O início de tudo: o contrato com os estúdios Trident
Em 1972, já com cerca de dois anos de existência, o Queen gozava de boa reputação no circuito roqueiro londrino, mas não conseguia um contrato de gravação, tendo em vista sua sonoridade demasiadamente extravagante para a época, bem como o nome do grupo ser muito afeminado para um grupo de quatro rapazes. Eis que surge uma grande oportunidade: através de alguns contatos por parte da gravadora Mercury, com quem Brian e Roger ainda se viam de certa forma vinculados (por conta de sua extinta banda, o Smile), veio uma proposta para que o Queen servisse de “cobaia” para testar as instalações do recém inaugurado estúdio De Lane Lea, onde acabaram gravando sua primeira fita demo oficial.
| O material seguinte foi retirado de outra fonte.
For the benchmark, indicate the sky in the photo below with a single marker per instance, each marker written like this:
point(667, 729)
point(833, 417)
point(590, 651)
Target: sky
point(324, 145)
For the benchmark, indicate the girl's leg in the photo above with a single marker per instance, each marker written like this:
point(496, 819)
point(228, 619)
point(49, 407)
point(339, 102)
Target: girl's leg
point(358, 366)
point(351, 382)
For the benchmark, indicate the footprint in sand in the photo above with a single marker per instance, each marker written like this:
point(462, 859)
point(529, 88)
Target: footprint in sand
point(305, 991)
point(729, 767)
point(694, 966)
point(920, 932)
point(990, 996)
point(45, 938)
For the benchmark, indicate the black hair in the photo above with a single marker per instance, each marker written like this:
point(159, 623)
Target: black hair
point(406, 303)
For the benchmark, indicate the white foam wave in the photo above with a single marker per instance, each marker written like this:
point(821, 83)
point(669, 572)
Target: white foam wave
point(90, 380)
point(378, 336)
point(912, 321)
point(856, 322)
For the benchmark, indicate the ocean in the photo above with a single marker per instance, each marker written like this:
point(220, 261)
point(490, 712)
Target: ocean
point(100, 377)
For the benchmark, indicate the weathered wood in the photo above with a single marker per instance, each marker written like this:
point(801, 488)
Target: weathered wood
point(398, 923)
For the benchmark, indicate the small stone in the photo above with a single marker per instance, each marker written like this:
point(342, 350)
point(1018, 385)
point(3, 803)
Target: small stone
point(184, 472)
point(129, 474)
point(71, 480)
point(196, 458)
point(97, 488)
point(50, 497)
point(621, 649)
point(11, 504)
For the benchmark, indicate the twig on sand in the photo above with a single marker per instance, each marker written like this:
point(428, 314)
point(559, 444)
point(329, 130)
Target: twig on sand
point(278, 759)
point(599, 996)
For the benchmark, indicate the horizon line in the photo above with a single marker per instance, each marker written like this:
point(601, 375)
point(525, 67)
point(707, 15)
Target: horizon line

Após extensa distribuição do material, os irmãos Norman e Barry
Sheffield, proprietários dos conceituados estúdios Trident em Londres,
interessaram-se pelo promissor quarteto. Financeiramente a proposta até
agradava, já que a banda, sem um tostão no bolso, não precisaria pagar
pelo uso dos estúdios e poderia desfrutar dos melhores produtores e
engenheiros de som da casa. Em contrapartida, só poderiam realizar suas
gravações quando os artistas mais famosos que pagavam pelos serviços do
estúdio terminassem seus trabalhos – o que normalmente compreendia
períodos esdrúxulos e extremamente penosos, entre as 3 da madrugada e 7
horas da manhã...
De qualquer forma, e contando com a camaradagem de alguns artistas como David Bowie e Paul McCartney, que cediam parte de seus horários para que a banda pudesse gravar, conseguem lançar o primeiro álbum, com o mesmo nome da banda, sob o selo próprio dos estúdios Trident. Após certa repercussão (em especial da faixa “Keep Yourself Alive”) e apresentações ao vivo muito comentadas, conseguem então contrato de distribuição com as grandes gravadoras EMI (na Inglaterra e Europa) e Elektra (nos Estados Unidos) e chegam ao segundo álbum, “Queen II”, cujo single “Seven Seas Of Rhye” lhes renderia uma participação no tradicional programa de TV “Top Of The Pops”, da BBC, famoso por apresentar as canções da parada de sucessos. Saem então em uma turnê pela Inglaterra e pelos Estados Unidos, junto ao Mott The Hoople (que fazia muito sucesso na época, graças à canção “All The Young Dudes”, de David Bowie).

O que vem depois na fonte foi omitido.